資材部営農資材課営農資材係。これが、森田さんが所属する部署の正式名称で、文字通り、農業を営むうえで必要となる各種資材を取り扱うセクションです。森田さんはここで、主に農薬の販売・供給を担当しています。
「メインとなるのが、農薬の共同購入です。冬になると各農家さんは、翌年の作物の選定・栽培方法・収支予算などを決める営農計画を立てます。そして、それに沿って必要な農薬を農協に予約していただきます。私たちは、そのオーダーを取りまとめて農薬メーカーなどに発注。そして春になると、入荷した大量の農薬を、農家さんごとに仕分けして、配送するというのが年間の最初の作業になります」
農薬や資材の配送は、専門の職員が行うほか運送会社にも委託して行われます。また、森田さんは普段、農協本部から歩いて1分ほどの「資材センター」という店舗兼倉庫にいますが、そこに直接、農薬などを買いに来る農家さんも少なくないのだとか。

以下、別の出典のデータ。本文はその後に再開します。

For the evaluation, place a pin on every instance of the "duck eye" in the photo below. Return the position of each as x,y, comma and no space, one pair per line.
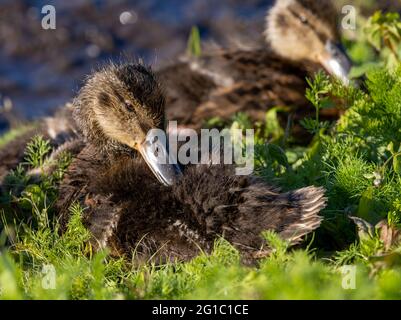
128,105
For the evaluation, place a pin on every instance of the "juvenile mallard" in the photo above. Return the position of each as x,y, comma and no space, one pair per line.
129,210
301,38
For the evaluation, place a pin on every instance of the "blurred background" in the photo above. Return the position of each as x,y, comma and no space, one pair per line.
42,69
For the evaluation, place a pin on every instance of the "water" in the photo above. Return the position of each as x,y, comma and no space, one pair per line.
43,69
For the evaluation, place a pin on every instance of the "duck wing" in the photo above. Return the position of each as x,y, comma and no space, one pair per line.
240,208
225,82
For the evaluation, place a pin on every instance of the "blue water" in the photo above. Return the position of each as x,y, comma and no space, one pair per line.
42,69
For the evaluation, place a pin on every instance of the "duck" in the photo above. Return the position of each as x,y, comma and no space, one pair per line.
150,211
300,38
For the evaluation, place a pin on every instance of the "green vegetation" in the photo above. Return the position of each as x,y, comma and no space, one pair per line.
357,160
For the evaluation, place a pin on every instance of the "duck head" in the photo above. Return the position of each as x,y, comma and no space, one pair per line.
116,110
306,30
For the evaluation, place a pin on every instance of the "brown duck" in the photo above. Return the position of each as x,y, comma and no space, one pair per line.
301,37
153,211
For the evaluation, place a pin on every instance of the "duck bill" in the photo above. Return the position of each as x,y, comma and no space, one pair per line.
154,151
336,62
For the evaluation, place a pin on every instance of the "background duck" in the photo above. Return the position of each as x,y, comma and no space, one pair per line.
301,37
128,209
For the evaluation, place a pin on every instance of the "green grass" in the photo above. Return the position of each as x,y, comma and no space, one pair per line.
357,161
13,134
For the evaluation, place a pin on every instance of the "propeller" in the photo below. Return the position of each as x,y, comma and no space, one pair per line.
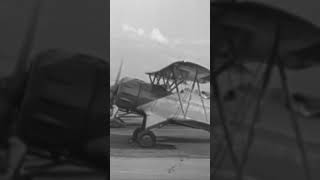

「足りなくなったものを急遽、買いに来る農家さんが、晴れた日にはひっきりなしにやってきますし、『悪いけど、もってきて!』と呼び出されることもあります(笑)」
そのため、特にこの時期は忙しいと言いつつ、どこか充実した様子にも見える森田さんです。
農業、農協への親近感もきっかけに、
JAカレッジで多数の資格を取得し入組。
森田さんは、『ながぬま農業協同組合』がある長沼町の出身ですが、農業と直接、関係があったわけではありません。地元の長沼高校を卒業後は民間企業に就職して工場で勤務し、この農協には転職で入組しました。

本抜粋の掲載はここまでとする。